The noise and disagreeable odour arising from the bull-frogs and other
reptiles that infest the swamp opposite the village at night, filled the
air, and rendered it impossible for me to sleep. As I lay restless on my
bed, I suddenly heard a gun fired, and, starting up in some alarm, I
hastily put on my clothes and descended to the bar of the hotel. Here
several of the inmates were assembled, and were preparing to cross the
creek with lanterns, to explore the swamp, cries of distress having been
distinctly heard, as of some benighted traveller who had lost his way.
After listening intently, and firing several rifles to guide the
wanderer or apprize him that assistance was at hand, the party crossed
the creek in a canoe, and moved along the skirts of the morass,
hallooing loudly all the time; the cries, however, heard only at
intervals at the commencement, became gradually indistinct, and at last
ceased altogether. After an ineffectual search for an hour or more, the
party again turned towards Huron, strongly impressed with the belief,
that the unfortunate being had sunk with his horse in the soft bed of
the swamp, which is some miles in extent, and had perished miserably.

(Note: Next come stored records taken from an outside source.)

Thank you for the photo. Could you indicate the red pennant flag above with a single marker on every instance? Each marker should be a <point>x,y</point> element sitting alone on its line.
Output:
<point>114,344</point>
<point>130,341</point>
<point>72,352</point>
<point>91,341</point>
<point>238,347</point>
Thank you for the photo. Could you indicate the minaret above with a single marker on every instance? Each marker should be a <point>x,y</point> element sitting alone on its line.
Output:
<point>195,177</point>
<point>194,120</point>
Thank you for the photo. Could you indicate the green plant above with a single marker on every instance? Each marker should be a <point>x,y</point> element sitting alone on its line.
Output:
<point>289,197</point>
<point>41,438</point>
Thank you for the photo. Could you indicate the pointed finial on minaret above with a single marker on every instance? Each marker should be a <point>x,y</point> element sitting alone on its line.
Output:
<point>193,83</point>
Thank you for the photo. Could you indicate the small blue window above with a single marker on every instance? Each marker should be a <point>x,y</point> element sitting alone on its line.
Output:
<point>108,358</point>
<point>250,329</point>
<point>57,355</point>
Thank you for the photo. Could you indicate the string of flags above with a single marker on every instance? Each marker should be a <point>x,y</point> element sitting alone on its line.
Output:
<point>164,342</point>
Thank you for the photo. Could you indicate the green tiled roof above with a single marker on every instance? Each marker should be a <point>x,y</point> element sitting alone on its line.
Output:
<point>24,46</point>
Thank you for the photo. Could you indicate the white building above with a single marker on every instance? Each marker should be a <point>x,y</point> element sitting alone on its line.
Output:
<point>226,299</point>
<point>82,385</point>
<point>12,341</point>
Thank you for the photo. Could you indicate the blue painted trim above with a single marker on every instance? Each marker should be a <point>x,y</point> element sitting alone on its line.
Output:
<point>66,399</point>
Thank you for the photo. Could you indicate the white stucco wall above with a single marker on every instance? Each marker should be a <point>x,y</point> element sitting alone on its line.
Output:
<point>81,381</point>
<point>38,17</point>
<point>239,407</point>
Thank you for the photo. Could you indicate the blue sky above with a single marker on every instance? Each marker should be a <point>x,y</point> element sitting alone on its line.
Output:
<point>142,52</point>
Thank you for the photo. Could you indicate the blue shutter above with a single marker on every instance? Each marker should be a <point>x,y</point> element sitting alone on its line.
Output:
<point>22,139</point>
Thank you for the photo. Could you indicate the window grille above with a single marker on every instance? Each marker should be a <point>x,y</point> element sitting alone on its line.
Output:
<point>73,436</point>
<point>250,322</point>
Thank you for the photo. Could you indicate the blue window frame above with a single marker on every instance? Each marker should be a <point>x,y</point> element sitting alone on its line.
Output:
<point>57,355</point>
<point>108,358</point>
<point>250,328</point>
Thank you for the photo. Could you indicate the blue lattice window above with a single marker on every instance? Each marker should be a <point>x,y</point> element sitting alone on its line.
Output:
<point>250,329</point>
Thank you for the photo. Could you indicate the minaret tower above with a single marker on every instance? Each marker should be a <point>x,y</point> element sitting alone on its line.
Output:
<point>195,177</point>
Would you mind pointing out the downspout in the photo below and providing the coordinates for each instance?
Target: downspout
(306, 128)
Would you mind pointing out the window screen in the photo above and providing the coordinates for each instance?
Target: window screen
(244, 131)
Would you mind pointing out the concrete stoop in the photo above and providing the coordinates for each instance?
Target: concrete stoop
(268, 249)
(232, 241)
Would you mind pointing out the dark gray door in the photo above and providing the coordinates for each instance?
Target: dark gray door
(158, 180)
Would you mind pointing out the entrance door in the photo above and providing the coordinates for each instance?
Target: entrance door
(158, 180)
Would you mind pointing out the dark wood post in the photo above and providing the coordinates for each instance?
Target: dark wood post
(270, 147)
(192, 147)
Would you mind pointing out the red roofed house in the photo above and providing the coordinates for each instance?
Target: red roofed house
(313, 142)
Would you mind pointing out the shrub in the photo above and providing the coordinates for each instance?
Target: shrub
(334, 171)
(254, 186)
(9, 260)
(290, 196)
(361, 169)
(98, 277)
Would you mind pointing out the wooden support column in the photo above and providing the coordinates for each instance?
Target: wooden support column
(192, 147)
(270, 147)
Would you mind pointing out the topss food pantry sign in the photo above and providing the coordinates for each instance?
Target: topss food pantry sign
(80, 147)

The day following, I visited the nearest point from which the cries were
heard, but I could discern no sign of the sufferer, nor could I even
trace footmarks; this, however, is not remarkable, as they would
speedily be obliterated by the many reptiles nurtured in the morass. It
was afterwards questioned, whether the supposed wanderer was only a
catamount, a species of jaguar that emits doleful cries at night.
The storm having abated, I soon after returned on board, and in due
course reached Buffalo, where I had the pleasure of meeting with an old
acquaintance, from whom I had long been separated, and who had delayed
his intended voyage up the lake, to await my return. A large proportion
of the population of Buffalo are people of colour, and one quarter of
the town is almost exclusively inhabited by them; many of these, I
regret to add, are living in a state of degradation pitiable to behold,
apparently without the least endeavour being made by their white
fellow-citizens to improve their condition. Some of these coloured
people keep eating-houses, for the accommodation of those of their own
complexion, but the greater number are employed as stokers and
steam-boat hands. A few of these men, despite the prejudice that exists
(and it is nowhere in the Union more marked than in Buffalo), rise above
the common level, and by that probity of character and untiring energy,
which I believe to be inherent in the race, become men of substance.